Nessuno sfugge agli occhi vigili dell’aquila reale, simbolo della potestà imperiale in possesso dei discendenti di Costantino il Grande. Il suo potere è riconosciuto dall’imperatore di Costantinopoli e dal Khan dei Mongoli che hanno ereditato il grande impero di Tamerlano e dominano sulle terre dell’Est asiatico.La guardia imperiale accoglie con gli onori gli illustri ospiti e sfoggia tutte le sue armi scintillanti. Il suono delle trombe d’argento e il battito dei tamburi da parata avvertono che sono arrivati degli uomini di grande importanza per rendere omaggio al Gran Comneno.


Le finestre e il grande poggiolo ostentano i grandi drappi di seta con i ricami dorati dei simboli della casa imperiale. È festa grande per tutti i dignitari che indossano vesti di seta ricamata e sfoggiano gioielli decorati con pietre preziose del lontano Oriente. Lo scalone d’onore, che porta al primo piano, è adornato per il ricevimento dell’ambasciatore inviato dal basileus di Costantinopoli.


Il signore di Trebisonda, circondato dai dignitari del suo impero, accoglie, insieme alla sua consorte e ai suoi figli, ser Francesco Filelfo che consegna al Grande Logoteta un piccolo scrigno d’argento in cui è custodito il messaggio imperiale. Ai piedi del trono vengono deposti due grandi forzieri, di cui uno ricolmo di iperperi d’oro con l’effigie di Manuele II Paleologo e l’altro pieno di ducati d’oro della Repubblica di San Marco, dono del bailo di Costantinopoli per conto del Serenissimo Principe, il doge Tommaso Mocenigo.


Il sorriso compiacente dell’imperatore e lo sguardo dolce della basilissa Theodora rinfrangono lo spirito dei due giovani mercanti, inviati dal bailo, ser Emo, per accompagnare il messo imperiale. La presenza delle principesse imperiali inorgoglisce lo spirito di Marco che sussurra: “Non ho mai visto donne così belle in tutti i miei viaggi”.


“Sembra di essere già nel Paradiso descritto dagli artisti – dice sottovoce Francesco – dove viene rappresentata una schiera di angeli biondi”.


“ Non fatevi sentire – dice tra le labbra l’ambasciatore – e non meravigliatevi perché questa è la realtà della corte di Trebisonda. Qui tutto appare meraviglioso e invita alla contemplazione come davanti a una icona dorata”.

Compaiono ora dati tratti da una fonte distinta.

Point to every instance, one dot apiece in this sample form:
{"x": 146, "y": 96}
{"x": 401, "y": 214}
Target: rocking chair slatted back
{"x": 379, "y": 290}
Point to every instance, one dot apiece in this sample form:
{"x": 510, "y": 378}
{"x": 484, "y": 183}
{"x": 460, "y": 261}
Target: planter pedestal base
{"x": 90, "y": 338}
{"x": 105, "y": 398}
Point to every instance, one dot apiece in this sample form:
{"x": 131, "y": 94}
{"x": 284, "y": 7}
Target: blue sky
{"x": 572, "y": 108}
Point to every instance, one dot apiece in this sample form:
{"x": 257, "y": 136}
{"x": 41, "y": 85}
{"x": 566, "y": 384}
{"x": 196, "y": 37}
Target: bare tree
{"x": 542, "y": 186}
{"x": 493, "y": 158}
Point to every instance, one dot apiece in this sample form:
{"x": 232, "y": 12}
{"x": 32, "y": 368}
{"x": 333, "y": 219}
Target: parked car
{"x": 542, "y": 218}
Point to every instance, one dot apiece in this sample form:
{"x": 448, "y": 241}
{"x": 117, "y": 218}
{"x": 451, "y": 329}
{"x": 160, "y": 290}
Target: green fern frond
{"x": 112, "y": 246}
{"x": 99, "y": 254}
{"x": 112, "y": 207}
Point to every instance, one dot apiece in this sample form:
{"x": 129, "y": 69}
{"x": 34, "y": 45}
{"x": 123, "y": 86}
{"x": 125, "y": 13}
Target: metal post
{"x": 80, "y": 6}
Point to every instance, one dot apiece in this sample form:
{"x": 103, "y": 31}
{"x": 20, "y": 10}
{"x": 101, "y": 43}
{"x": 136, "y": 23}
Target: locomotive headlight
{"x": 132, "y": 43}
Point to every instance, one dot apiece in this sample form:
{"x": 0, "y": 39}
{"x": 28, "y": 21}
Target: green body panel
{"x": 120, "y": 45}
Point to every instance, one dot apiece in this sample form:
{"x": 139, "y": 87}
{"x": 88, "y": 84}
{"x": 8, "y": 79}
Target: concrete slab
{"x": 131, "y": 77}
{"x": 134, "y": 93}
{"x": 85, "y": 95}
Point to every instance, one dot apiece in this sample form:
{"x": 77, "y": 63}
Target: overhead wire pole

Il basileus Alessio IV Comneno di Trebisonda, con accanto la sua consorte e i suoi figli, è seduto su un trono, ricoperto di porpora con ricami dorati, per ricevere le credenziali dell’ambasciatore e mostrare i simboli della sua potestà universale.


L’imperatore, un quarantenne con baffi, barba e tratti ereditati dalla madre, figlia di re Davide della Georgia, appare radioso nella sua veste nera, coperta da un grande scapolare d’oro pieno di pietre preziose dell’India. Il suo alto cappello è rivestito di verghe d’oro e di piume variopinte.L’imperatrice, bellissima donna con i delicati lineamenti delle donne circasse, indossa una veste di seta porpora, decorata con grandi ricami in oro. Il suo diadema evidenzia molte gemme che brillano, sotto la luce meridiana dei grandi finestroni della cupola.


“Francesco, guarda sulla tua sinistra – sussurra Marco – e dimmi se sto sognando. Vedo un angelo con lunghi orecchini che indossa una trasparente sopravveste di seta candida, ricoperta di ricami doro. I suoi occhi iridescenti mi fissano e mi suscitano una sensazione inesprimibile che mi spinge ad avvicinarmi e ad esprimerle la mia completa dedizione”.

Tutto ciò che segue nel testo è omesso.